Having shipped DB-cAMP.Na across four continents, we've tracked shelf life, humidity tolerance, and freeze-thaw resilience from first-hand reports and ongoing QC analysis. At room temperature, short-term exposure doesn't threaten compound purity, but we recommend storing at -20°C for any lot intended for use beyond six months. Repeated freeze-thaw cycles should be minimized, as they can promote hydrolysis or clumping that affects dissolving time—something every technician notices right away in the lab. Customers sometimes ask about lyophilization after reconstitution: while it’s possible, our standard product form avoids common pitfalls by managing residual moisture before sealing. By working directly with recipients on storage and handling protocols, we resolve most routine challenges before a batch ever leaves our facility.
Direct feedback from researchers and industrial users helps us refine not just purity standards, but packaging design, documentation, and ongoing support. We keep a tight circle between our manufacturing chemists, customer service, and end-users. A query about precipitation in buffer prompts us to adjust test parameters for that series. Requests for extra documentation, like shipping temperature logs or expanded impurity profiles, become routine offerings for larger orders. Failures in the field, though rare, trigger root-cause reviews and corrective action—because researchers and manufacturers both stake reputations on reliable results.
Some customers moved to us after dealing with fragmented supply chains or hidden resellers who lacked real manufacturing oversight. The difference shows most clearly in crisis moments—a delivery delay, a customs mix-up, or an unexpected reagent question. Real manufacturers work through these issues arm-in-arm with customers, providing new documentation or overnight samples. Experience teaches us that everyone in the scientific ecosystem, from bench scientist to bulk buyer, depends on transparent, accountable suppliers willing to answer every question with specifics, not marketing platitudes.

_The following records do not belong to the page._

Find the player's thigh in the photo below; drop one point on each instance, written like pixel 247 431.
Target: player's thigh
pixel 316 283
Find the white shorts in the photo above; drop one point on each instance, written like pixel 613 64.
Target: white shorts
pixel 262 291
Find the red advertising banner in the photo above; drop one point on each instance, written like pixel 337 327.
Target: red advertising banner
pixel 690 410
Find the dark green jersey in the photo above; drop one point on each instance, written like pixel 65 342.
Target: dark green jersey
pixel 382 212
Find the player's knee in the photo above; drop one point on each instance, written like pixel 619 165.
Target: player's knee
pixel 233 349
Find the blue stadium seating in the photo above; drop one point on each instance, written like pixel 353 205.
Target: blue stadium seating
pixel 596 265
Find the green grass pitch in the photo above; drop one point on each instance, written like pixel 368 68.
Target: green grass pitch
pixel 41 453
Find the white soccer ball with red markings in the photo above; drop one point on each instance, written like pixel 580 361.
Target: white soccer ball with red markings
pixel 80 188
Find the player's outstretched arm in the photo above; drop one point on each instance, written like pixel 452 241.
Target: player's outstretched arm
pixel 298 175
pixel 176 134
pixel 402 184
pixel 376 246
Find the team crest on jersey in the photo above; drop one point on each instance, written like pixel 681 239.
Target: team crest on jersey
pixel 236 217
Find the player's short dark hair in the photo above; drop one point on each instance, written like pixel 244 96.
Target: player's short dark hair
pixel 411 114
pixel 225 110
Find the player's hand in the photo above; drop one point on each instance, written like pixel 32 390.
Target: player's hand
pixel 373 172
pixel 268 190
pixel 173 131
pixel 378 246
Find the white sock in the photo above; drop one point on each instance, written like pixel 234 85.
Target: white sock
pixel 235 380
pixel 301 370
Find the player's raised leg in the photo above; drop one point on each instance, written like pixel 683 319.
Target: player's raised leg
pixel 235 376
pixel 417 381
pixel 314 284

Dibutyryl cAMP sodium’s importance doesn’t fall along regional lines; whether destined for university spinouts in Europe, biopharma pilot plants in the U.S., or research units in Asia, the same core questions arise. What is the limit of batch-to-batch impurity? How does this sodium salt tolerate shipping at 30°C? Will the compound perform reliably in precisely modified in vitro conditions? Our experience managing diverse shipping climates, customs protocols, and storage facilities means we build direct relationships with logistics partners, updating our procedures with every completed order and learning from clients who face local storage issues or import rules. The best product is the one that supports its users, wherever they work—a truth we see played out in hundreds of customer conversations each year.
Years on the shop floor steeped us in the realities behind every gram of dibutyryl cAMP sodium. Each production run, batch test, and feedback survey shapes how we deliver a product that serves, rather than frustrates, the diverse community pushing biological research forward. Our choices aren’t theoretical—they affect drug discovery, cell signaling breakthroughs, assay reproducibility, and the day-to-day pace of scientific progress. By investing in tight process control, open feedback channels, and a commitment to substance over flash, we keep building on past experience, serving not just the next customer, but the future of research itself.